Die Kirche steht nicht mehr auf einem festen Fundament. Ihr Turm hat sich vom Schiff gelöst. 
Breesen, Dorfkirche © Roland Rossner, Deutsche Stiftung Denkmalschutz, Bonn
Die Kirche steht nicht mehr auf einem festen Fundament. Ihr Turm hat sich vom Schiff gelöst.

Zweimal läutet die Glocke in Breesen. Dann knackt es im Gebälk. Das geschieht während eines Trauergottesdienstes im Februar 2012. Atemlose Stille. Küsterin Irmgard Schröder läuft zum Turm und schaut nach: Die Glocke klemmt und lässt sich nicht mehr in Bewegung setzen. Sie stürzt zum Glück nicht ab. Alle atmen auf, aber es ist - für absehbare Zeit - ihr letztes Läuten.

Das Ächzen und Stöhnen im Gebälk erscheint im Nachhinein wie ein Hilferuf. Der Turm der Fachwerkkirche in Breesen bei Neubrandenburg steht nicht mehr sicher. Wäre er ein eigener Baukörper, angesetzt statt aufgesattelt, sähe die Lage weniger dramatisch aus. Doch mittlerweile sind die Holzbalken des Dachstuhls morsch, auf denen der Turm ruht. Er kippt gefährlich nach Westen und hat die Verbindung mit dem Dach der Kirche verloren. Durch diesen Spalt und die undichte Turmhaube regnet es in die Kirche hinein. Weil die Last der Turmhaube auf dem Glockenstuhl aufliegt, schwang beim Läuten der ganze Turm mit. Die Kirche geriet buchstäblich ins Wanken. Ohne Hilfe vermag die kleine Gemeinde im Landkreis Mecklenburgische Seenplatte ihr vor dreihundert Jahren errichtetes Gotteshaus nicht wieder gerade zu rücken.

Die Vertreter der Kirchengemeinde, die aus den fünf Orten Breesen, Chemnitz, Pinnow, Zirzow und Woggersin zusammengesetzt ist, ließen im Frühjahr alles stehen und liegen, um sich zuallererst um Breesen zu kümmern. Andere Gotteshäuser wie die bedrohte Fachwerkkirche von Pinnow müssen deshalb nun erst einmal warten.

Bauingenieurin Maxi Ernst, der Kirchenälteste Hartmut Schüler, der zweite Vorsitzende des Fördervereins Jürgen Wozel, die Pastorin Britta Carstensen und Küsterin Irmgard Schröder (v. l.) 
Breesen, Dorfkirche © Roland Rossner, Deutsche Stiftung Denkmalschutz, Bonn
Bauingenieurin Maxi Ernst, der Kirchenälteste Hartmut Schüler, der zweite Vorsitzende des Fördervereins Jürgen Wozel, die Pastorin Britta Carstensen und Küsterin Irmgard Schröder (v. l.)

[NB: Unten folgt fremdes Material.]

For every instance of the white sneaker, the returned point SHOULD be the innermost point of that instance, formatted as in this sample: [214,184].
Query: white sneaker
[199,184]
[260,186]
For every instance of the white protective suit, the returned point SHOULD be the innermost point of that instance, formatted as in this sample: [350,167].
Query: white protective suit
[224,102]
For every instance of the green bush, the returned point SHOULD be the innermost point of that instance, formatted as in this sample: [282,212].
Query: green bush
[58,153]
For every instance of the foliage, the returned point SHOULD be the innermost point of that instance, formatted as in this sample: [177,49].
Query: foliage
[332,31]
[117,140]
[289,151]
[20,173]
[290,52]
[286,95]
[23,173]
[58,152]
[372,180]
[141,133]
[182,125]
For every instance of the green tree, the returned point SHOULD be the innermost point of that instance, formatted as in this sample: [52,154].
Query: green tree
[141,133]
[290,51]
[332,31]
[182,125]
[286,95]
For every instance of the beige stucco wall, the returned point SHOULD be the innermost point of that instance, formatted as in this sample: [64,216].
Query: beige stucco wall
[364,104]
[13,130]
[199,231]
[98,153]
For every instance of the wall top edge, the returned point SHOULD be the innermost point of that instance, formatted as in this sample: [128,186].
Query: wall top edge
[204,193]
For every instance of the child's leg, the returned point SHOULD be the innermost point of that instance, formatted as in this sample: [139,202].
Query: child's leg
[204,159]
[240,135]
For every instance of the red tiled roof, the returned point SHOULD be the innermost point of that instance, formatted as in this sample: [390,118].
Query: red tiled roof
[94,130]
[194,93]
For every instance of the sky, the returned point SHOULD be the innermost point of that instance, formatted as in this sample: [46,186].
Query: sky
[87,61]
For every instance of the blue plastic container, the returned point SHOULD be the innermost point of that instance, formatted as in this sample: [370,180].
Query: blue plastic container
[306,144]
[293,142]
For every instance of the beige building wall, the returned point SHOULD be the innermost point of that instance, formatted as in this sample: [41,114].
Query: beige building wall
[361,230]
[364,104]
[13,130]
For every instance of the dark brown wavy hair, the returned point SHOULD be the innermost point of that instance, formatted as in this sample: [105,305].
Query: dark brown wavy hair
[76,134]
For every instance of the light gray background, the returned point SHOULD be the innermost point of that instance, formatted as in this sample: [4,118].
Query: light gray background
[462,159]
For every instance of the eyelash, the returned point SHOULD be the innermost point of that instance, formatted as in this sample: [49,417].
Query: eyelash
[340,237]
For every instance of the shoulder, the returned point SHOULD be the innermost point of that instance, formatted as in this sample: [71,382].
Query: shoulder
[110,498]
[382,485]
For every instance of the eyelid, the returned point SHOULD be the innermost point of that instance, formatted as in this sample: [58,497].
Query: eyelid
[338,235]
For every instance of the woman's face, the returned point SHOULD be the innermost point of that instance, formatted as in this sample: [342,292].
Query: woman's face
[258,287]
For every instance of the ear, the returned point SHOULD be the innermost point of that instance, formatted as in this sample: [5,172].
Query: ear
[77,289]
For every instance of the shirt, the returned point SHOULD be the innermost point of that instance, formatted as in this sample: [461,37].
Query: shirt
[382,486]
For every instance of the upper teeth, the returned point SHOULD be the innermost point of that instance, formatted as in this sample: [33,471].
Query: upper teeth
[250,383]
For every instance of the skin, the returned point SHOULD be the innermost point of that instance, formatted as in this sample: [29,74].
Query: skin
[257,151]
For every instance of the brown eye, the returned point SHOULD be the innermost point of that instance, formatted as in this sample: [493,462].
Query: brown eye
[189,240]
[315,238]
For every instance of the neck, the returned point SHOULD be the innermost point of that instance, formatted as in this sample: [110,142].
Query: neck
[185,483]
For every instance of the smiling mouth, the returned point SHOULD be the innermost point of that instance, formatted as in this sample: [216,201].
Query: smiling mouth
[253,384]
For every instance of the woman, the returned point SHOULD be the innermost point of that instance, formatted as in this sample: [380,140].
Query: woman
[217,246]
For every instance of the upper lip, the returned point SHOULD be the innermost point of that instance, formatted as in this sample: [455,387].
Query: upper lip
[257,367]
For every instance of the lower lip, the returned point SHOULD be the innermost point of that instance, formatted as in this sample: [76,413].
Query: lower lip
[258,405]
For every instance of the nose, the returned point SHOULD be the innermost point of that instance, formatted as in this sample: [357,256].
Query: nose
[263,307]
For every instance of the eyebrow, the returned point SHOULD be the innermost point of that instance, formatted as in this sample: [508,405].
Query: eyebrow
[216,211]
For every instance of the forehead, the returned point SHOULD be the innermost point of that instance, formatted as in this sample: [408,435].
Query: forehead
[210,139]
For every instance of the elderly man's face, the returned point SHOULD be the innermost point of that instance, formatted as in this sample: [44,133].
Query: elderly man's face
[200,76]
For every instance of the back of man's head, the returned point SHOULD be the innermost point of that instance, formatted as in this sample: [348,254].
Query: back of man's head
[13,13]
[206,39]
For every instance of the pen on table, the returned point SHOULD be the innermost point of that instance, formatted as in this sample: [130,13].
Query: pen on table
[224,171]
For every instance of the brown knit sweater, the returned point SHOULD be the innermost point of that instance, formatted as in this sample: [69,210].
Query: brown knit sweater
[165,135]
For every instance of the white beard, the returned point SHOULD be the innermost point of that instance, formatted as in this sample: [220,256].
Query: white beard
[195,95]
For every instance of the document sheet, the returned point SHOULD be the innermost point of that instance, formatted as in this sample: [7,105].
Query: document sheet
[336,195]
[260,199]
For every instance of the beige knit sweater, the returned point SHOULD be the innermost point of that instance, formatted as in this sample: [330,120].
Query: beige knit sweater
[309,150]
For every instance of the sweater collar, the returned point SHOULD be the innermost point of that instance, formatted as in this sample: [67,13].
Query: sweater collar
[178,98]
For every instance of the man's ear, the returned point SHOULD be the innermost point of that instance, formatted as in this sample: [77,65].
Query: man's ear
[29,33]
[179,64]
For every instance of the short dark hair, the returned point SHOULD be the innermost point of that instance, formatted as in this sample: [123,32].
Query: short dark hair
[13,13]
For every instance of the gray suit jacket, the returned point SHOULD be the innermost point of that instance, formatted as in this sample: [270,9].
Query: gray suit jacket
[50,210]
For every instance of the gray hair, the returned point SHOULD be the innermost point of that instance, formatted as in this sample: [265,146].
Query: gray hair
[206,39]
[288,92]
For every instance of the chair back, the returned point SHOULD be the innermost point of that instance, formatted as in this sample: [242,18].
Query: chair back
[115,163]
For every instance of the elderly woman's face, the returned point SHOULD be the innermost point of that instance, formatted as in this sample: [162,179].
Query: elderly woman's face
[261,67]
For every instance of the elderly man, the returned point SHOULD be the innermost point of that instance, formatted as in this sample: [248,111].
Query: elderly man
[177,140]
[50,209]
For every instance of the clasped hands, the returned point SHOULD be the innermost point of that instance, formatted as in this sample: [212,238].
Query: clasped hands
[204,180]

Eine solch große Not hatte in Breesen niemand vermutet. Natürlich will man die charmante, in die Landschaft eingebettete Fachwerkkirche mit ihrer glockenförmigen Turmhaube und der bekrönenden Laterne nicht einfach aufgeben. Daher schlugen die Menschen, denen ihre Heimat am Herzen liegt - darunter ein Förderverein, der Bürgermeister, der Kirchengemeinderat und Pastorin Britta Carstensen - Alarm. Sie baten unter anderem beim Kirchenkreis Mecklenburg, beim Land und bei der Deutschen Stiftung Denkmalschutz um Unterstützung.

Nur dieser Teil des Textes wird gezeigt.